姜飒听闻,两只杏眸深深望着裴逍,久久不语。他想到难凉寨救他的大当家、大夫人,二当家、少年薛泽等人,还有一年前护着他一路到京中和此次出游遭遇刺杀为护他而死的护卫、暗卫,以及一年前救了他,现今又屡次舍身相救的裴逍,不免震动感伤,又觉得心里有愧。自己何德何能,让这些忠义之士为自己而牺牲?无非是点皇室血脉。他文墨不通、武艺不行,无才无德,有什么好金贵的?他倒是觉得那些人都比自己有用,那些人的命都比自己金贵才是。
裴逍难得见姜飒深沉忧伤,心想让姜飒早日明白一些事也好,身在皇室,太过单纯实在危险,更遑论他早已是别人的眼中钉肉中刺了。她便也没说话,从旁边拿了本书来看。

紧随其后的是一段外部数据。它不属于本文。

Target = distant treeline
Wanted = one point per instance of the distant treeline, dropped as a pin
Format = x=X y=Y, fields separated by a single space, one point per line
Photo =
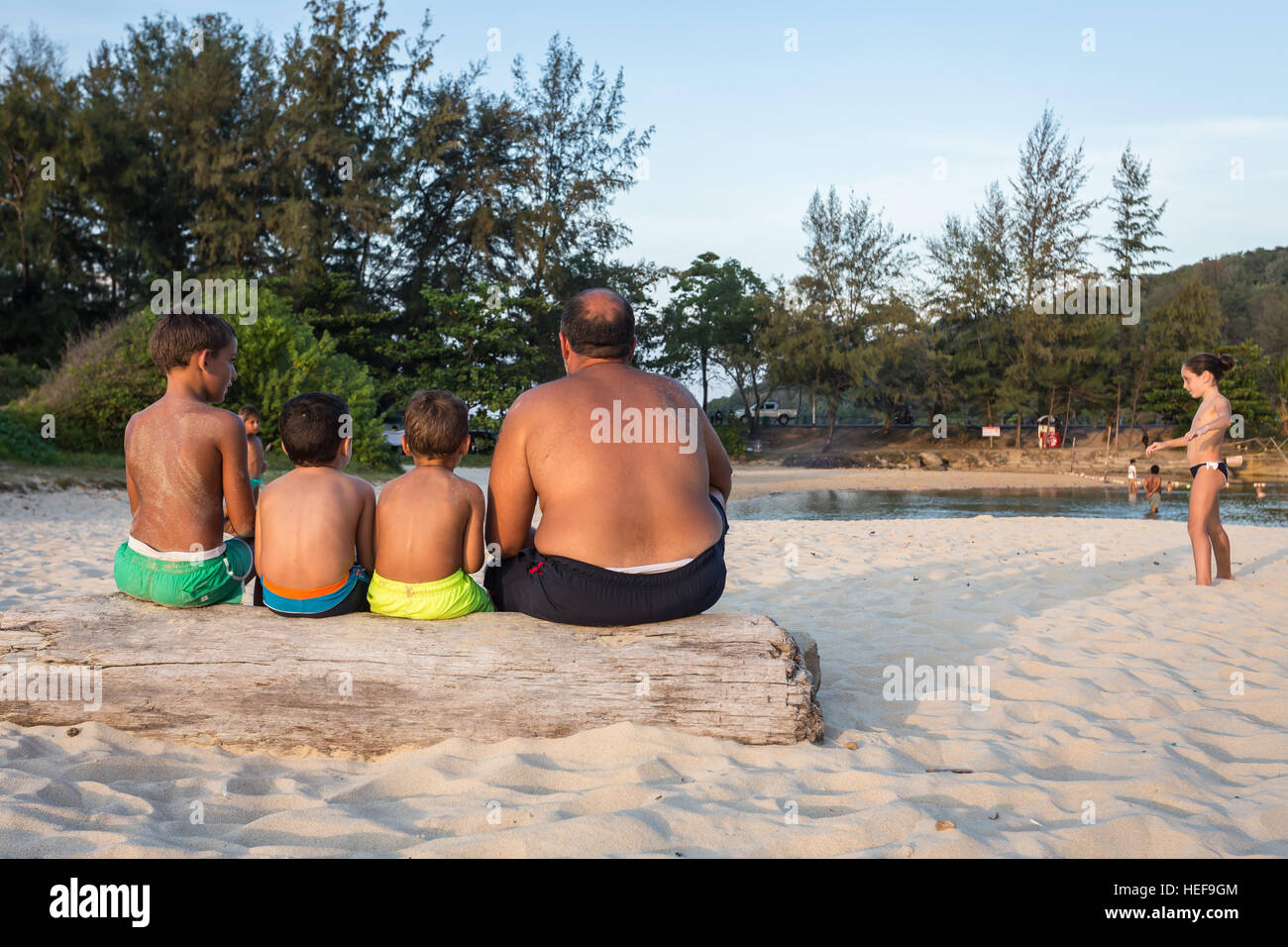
x=419 y=231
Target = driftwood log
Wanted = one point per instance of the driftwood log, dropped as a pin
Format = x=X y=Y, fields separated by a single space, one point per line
x=365 y=685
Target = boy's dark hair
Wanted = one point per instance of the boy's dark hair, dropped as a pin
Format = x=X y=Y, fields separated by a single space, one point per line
x=179 y=335
x=1206 y=361
x=310 y=428
x=436 y=423
x=597 y=324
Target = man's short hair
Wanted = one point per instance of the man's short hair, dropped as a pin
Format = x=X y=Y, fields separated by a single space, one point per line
x=179 y=335
x=597 y=324
x=436 y=423
x=310 y=428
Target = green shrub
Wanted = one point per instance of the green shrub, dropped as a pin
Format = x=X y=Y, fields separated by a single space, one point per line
x=278 y=357
x=108 y=375
x=16 y=377
x=17 y=442
x=104 y=377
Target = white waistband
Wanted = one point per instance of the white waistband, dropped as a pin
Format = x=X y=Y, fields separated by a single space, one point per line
x=196 y=556
x=651 y=570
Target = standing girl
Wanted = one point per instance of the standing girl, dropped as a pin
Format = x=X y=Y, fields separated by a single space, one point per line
x=1201 y=373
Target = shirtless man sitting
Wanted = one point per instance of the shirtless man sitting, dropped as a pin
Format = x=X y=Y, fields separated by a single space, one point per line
x=631 y=478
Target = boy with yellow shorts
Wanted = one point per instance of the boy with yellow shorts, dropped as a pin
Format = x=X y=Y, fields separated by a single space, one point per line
x=429 y=522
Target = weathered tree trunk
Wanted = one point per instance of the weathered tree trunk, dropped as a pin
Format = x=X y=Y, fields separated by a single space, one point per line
x=364 y=685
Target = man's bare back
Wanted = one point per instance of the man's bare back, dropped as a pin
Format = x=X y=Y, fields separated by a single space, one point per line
x=603 y=502
x=181 y=459
x=429 y=523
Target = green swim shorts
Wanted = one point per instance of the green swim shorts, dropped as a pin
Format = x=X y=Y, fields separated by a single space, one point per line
x=207 y=578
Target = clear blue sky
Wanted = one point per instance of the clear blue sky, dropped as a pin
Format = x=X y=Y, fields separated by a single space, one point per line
x=746 y=131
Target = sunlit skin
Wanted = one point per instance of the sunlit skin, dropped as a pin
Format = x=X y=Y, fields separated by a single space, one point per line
x=610 y=505
x=313 y=522
x=429 y=522
x=185 y=460
x=1203 y=444
x=256 y=464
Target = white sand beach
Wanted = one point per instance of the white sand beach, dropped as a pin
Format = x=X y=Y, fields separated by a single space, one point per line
x=1111 y=729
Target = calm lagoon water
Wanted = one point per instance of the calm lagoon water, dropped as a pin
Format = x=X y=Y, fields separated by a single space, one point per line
x=1239 y=504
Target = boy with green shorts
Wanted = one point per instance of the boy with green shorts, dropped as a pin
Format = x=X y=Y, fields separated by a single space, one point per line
x=184 y=463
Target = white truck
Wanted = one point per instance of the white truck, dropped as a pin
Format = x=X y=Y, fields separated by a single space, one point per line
x=769 y=411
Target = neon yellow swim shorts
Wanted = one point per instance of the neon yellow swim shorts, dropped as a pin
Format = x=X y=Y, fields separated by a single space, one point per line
x=447 y=598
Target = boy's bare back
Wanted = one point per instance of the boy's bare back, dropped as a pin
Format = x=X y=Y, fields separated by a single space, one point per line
x=429 y=523
x=181 y=459
x=312 y=525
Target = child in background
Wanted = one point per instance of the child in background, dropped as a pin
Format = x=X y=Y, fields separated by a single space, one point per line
x=314 y=526
x=429 y=522
x=1154 y=488
x=184 y=459
x=256 y=464
x=1201 y=375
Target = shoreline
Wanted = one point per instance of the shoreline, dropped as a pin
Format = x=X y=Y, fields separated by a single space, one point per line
x=748 y=479
x=1094 y=693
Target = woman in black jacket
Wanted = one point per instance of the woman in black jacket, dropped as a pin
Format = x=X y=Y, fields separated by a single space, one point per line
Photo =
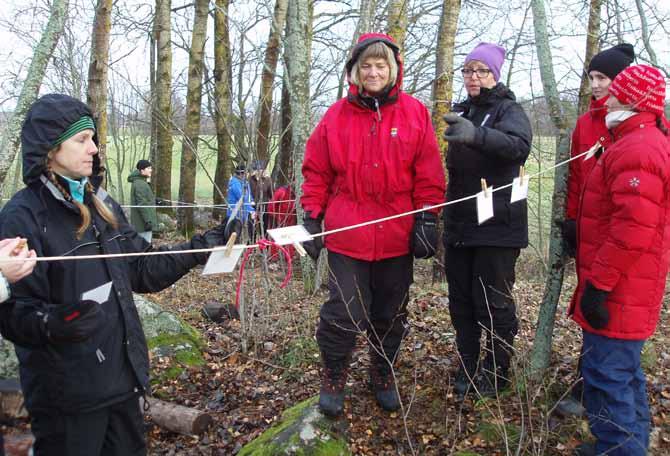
x=489 y=137
x=83 y=364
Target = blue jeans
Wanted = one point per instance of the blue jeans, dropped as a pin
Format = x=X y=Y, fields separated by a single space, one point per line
x=615 y=395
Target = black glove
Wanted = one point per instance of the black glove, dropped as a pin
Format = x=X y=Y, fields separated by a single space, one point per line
x=74 y=322
x=569 y=232
x=313 y=226
x=215 y=237
x=460 y=129
x=424 y=235
x=593 y=306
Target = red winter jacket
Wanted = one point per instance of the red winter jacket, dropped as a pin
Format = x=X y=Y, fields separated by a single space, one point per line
x=624 y=229
x=590 y=129
x=363 y=164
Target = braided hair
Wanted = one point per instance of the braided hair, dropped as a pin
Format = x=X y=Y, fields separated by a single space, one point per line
x=100 y=206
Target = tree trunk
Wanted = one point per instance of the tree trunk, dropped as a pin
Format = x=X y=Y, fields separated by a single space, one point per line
x=592 y=35
x=298 y=66
x=442 y=97
x=223 y=84
x=397 y=21
x=264 y=131
x=189 y=150
x=9 y=144
x=97 y=72
x=543 y=337
x=177 y=418
x=163 y=112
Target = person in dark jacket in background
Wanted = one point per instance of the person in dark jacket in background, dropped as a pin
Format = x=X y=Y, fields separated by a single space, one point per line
x=83 y=363
x=623 y=233
x=589 y=130
x=373 y=154
x=144 y=219
x=489 y=137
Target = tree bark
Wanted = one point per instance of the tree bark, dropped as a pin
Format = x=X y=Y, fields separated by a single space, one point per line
x=223 y=84
x=397 y=21
x=9 y=144
x=298 y=66
x=541 y=352
x=97 y=72
x=264 y=131
x=163 y=113
x=442 y=97
x=189 y=150
x=592 y=35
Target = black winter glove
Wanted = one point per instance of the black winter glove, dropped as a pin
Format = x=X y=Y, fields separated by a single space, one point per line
x=593 y=306
x=74 y=322
x=460 y=129
x=569 y=232
x=313 y=226
x=423 y=242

裴逍看了一会余光感觉有东西从空中滴落地面,抬头一看,见姜飒双眼含泪,神情沮丧,鼻头都红了。她摇了摇头,轻声道,“你哭什么?”
姜飒才回过神来,拿衣袖擦了擦眼泪,带着鼻音说道,“阿逍,我太没用了,我根本就不配你们这样护着我。”
裴逍叹了口气,看着姜飒认真说道,“你如果真这么想,那不如努力让自己配得上那些人的付出,也不枉他们为你殚精竭虑、奔走牺牲。”
姜飒大为震动,喃喃问“我可以吗?”
“这不该问我,而该问你自己,也只能问你自己。”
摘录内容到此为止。